И Павел даже схватил за рукав хозяина, как будто не спрашивая, а настаивая, чтобы тот поверил его словам. Часы пробили семь, пора было уходить, но хозяин все удерживал Павла, находя, что тот снова разволновался.
– Что же, вы думаете, что Бог вам поможет сделать и то дело, по которому вы шли, не зная куда?
– Уверен.
– Такая уверенность доставит вам много разочарований, но, может быть, облегчит вашу жизнь. Наш разговор так странен, что хочется сделать его еще страннее. Все – случайно. Вероятно, мы с вами больше никогда не увидимся, может быть, вы не откажетесь объяснить мне в общих чертах, в чем ваше дело. Может быть, я могу помочь вам!..
– Мне просто нужны деньги, и не для меня.
– Сколько?
– Рублей четыреста.
– Хотите, я вам дам их?
– Этого не может быть!
– Я вас спрашиваю: хотите, я вам дам их?
– Этого не может быть!
– Отчего вы так мало веруете?
– Этого не может быть! Зачем вы будете давать мне деньги?
– Может быть, я хочу хоть на минуту сделаться таким прекрасным, как люди, делающие добро, и посмотрю на себя в зеркало, насколько я похорошею.
– Зачем так надо мной смеяться? зачем так мучить меня?
– Пройдемте в кабинет. Я вам напишу сейчас чек, и вы завтра получите.
Павлу казалось, что он во сне видит, как хозяин доставал чековую книжку и аккуратно выводил сумму и подпись.
– Боже мой, Боже мой! Неужели это правда? – подумал Павел и вдруг воскликнул:
– Откуда у вас это?
– Что вас удивляет? Это – портрет моей близкой знакомой. Вы хотите его разглядеть поближе?
И хозяин передал Павлу фотографию молодой несколько полной брюнетки, стоявшую у него на столе.
– Да, да, это – она! Ольга Семеновна Верейская!
– Вы угадали. Разве и вы ее знаете? Может быть, простите, вы для нее и деньги достаете?
– Нет, я достаю деньги не для нее, но для очень близкого ей человека.
– Вот видите, как прекрасно! всегда приятнее оказать услугу людям знакомым.
И он передал Павлу чек. Чек был на четыреста рублей и подписан «Илларион Дмитриевич Верейский». Павел положил бумагу на стол и сказал:
– Я у вас не возьму этих денег. Вы же муж Ольги Семеновны.
– Да. Ну и что же из этого? Тем более вам нужно взять.
– Это невозможно! Вы сами понимаете, что это невозможно. Я сам не знаю, что я делаю, теперь поздно… мне ничего не надо! – Вам надо добыть эти деньги для человека, который вам очень близок, и который настолько был в вас уверен, что послал вас, почти ребенка, доставать ему эти деньги.
– Он меня не посылал. Это неправда! А в вас говорит ревность!
– Отлично. Если вы не возьмете этих денег, я завтра пошлю их господину Миусову; ведь вы его имеете в виду? Так что вот и подумайте.
Ларион Дмитриевич подошел к продолговатому зеркалу и как бы про себя заметил:
– Я не наблюдаю никакой перемены в моей наружности, а между тем, я как будто сделал доброе дело.

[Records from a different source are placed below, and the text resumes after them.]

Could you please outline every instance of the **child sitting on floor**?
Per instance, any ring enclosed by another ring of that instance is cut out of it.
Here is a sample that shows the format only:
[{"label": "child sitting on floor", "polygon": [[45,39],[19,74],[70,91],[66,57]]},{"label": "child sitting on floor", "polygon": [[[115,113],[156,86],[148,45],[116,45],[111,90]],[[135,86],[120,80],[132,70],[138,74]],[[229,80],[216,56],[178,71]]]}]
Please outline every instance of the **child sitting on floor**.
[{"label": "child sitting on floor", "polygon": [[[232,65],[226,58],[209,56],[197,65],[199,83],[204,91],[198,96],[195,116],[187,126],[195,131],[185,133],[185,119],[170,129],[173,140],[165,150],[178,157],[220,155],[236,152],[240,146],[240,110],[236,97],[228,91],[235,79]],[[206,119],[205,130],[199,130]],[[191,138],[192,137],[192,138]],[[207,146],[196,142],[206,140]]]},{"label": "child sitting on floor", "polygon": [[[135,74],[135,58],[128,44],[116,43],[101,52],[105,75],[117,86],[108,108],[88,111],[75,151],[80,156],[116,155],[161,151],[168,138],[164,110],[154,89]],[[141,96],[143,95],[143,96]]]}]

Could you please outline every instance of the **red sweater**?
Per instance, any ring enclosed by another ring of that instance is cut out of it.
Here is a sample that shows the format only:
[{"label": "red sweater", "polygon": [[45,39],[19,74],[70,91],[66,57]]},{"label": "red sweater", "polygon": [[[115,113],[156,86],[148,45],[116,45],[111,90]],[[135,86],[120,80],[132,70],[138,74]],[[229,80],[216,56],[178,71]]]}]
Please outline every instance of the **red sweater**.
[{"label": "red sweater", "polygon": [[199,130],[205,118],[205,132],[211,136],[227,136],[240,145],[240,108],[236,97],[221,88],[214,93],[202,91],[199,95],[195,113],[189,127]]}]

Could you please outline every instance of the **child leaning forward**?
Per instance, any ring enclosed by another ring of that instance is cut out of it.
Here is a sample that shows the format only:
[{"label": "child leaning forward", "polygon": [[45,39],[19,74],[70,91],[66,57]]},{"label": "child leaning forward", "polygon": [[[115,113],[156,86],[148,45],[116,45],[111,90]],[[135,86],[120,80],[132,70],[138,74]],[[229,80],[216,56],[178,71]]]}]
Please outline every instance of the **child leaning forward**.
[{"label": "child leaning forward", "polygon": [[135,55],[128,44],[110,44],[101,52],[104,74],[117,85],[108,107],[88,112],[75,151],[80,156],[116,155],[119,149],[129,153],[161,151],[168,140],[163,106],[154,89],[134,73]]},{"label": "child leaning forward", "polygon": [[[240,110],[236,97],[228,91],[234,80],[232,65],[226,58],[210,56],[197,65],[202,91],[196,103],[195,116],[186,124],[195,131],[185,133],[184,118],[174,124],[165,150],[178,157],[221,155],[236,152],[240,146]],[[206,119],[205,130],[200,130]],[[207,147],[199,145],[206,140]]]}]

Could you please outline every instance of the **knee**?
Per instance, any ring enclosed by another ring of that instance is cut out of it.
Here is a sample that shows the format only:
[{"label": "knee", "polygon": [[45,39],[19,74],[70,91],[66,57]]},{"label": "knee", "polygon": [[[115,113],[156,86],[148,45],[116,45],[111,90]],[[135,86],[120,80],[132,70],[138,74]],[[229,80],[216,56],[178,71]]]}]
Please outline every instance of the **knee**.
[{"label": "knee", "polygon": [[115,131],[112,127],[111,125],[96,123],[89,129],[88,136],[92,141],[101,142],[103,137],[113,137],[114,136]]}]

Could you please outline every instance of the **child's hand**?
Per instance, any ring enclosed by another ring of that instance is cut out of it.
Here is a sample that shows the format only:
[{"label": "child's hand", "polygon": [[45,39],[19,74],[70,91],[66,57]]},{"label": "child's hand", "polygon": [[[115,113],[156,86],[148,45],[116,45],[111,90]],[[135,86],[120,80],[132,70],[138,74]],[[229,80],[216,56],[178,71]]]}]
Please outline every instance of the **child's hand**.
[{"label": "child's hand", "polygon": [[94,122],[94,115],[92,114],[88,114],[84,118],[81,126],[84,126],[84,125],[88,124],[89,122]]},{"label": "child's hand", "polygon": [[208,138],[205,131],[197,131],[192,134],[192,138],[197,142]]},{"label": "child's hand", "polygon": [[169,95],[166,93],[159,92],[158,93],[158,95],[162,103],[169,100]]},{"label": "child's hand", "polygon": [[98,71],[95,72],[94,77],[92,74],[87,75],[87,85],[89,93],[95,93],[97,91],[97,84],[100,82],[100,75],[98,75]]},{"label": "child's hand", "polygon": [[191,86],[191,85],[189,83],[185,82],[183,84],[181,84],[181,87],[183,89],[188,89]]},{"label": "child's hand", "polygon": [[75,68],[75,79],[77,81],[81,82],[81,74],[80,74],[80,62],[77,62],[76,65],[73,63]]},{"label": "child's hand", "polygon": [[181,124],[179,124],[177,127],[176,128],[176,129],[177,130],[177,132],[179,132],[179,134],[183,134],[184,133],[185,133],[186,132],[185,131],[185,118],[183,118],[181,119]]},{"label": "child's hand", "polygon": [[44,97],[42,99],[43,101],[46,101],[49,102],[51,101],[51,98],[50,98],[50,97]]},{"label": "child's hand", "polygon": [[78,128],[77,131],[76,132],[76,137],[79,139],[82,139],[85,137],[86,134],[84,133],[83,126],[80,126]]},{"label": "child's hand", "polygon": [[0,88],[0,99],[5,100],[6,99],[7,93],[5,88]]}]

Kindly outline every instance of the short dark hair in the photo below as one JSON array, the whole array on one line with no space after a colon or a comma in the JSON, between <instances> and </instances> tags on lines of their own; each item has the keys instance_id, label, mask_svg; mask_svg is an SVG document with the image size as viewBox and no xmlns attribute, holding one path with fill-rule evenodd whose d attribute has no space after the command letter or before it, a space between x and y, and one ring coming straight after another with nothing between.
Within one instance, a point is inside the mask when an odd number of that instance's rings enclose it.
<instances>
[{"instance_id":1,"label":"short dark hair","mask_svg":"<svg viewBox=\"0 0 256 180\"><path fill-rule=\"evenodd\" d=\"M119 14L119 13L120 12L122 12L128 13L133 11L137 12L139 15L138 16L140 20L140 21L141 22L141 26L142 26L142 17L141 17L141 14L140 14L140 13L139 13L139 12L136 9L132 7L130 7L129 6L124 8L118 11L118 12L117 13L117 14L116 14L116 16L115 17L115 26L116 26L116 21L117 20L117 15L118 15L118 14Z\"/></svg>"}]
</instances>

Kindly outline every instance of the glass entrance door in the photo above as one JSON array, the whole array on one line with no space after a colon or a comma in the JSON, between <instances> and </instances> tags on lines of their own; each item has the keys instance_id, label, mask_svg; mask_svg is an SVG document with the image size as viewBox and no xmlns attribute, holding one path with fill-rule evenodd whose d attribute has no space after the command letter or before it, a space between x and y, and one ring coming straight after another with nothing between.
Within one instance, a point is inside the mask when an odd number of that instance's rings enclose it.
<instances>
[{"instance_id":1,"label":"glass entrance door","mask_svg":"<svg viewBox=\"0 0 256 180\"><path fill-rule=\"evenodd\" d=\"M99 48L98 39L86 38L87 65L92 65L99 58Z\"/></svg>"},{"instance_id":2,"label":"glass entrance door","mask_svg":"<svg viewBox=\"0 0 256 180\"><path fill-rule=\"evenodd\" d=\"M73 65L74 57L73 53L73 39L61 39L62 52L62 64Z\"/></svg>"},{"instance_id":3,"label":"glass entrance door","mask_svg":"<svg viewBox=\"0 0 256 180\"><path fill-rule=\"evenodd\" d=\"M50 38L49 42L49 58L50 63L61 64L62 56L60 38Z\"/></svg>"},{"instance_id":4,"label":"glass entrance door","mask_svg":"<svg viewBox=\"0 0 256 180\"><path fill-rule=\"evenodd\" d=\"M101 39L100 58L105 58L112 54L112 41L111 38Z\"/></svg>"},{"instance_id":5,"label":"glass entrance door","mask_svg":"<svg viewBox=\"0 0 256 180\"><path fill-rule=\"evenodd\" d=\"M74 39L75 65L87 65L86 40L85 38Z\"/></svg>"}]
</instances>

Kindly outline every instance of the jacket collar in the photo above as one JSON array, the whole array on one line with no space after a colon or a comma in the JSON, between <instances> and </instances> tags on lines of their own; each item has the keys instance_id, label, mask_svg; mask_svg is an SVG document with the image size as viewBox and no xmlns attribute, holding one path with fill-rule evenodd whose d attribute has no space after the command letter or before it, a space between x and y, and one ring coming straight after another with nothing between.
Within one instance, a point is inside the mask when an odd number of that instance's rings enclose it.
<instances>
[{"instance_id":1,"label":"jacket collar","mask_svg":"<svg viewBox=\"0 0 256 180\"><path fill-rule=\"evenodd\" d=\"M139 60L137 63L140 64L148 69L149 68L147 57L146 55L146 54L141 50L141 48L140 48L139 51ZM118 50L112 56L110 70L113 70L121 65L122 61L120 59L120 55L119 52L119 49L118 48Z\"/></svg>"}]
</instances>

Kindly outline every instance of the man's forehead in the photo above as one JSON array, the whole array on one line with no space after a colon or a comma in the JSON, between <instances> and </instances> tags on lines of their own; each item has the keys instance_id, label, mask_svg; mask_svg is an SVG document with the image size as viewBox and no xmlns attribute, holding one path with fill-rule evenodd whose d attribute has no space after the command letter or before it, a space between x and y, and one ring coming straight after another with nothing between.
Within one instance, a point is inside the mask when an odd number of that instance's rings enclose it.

– Это потому, что вы его сделали не с тем чувством и не с тою целью, с какой нужно.
– А с какою же?
– Я не знаю.
Отступая от зеркала, Верейский снова сказал:
– Так как же: вы беретесь передать эти деньги, конечно, не говоря, откуда они, господину Миусову? Они все равно будут ему пересланы. Вы бы меня избавили от лишних хлопот, и, кроме того, я был бы вполне уверен, что мое инкогнито не откроется.
– Хорошо, я это сделаю.
Глава восьмаяУже давно кончили работу, и все мастерицы, старшие и младшие, ушли спать, а Валентина с Устиньей ждали Анны Ивановны, ушедшей куда-то по делам. Так как зажжена была только одна слабая лампочка без колпака, то в комнате было тускло, темновато и неуютно. Валентина почему-то даже лежала одетая на кровати, а другая сидела в ногах, слушая, что та говорила, и слова были какие-то тусклые, неуютные и скучные, хотя говорила Валентина, по-видимому, о любви.
– Я ничего не говорю, Валя, ты моложе меня, но даже я это чувствую. Очень трудно с телом бороться, да я не знаю, и нужно ли. Ведь это такие пустяки, а на то, чтоб себя удерживать, уходят силы. Ведь их можно бы и на что-нибудь лучшее определить. Весь грех, вся тяжесть в том, чтобы считать это за что-то важное, за середину, а ты так смотри, будто на тебя болезнь нашла, ну, оспа, что ли, а потом прошла, и нет ее, что ж об ней думать? И потом, если человек здоровый и соблюдает себя, он словно безумным делается. Ему кажется, что будто он все время об одном заботится, как бы соблюсти себя, а на самом деле все дни, все часы, все минуты он мыслит о том, от чего соблюсти себя желает. Значит, силен был соблазн у преподобного Мартиньяна, что он в два года сто шестьдесят городов обежал, от женщин спасаясь, и все из головы их не мог выкинуть. Уж лучше тогда сделай – и позабудь; вот ты и покойна.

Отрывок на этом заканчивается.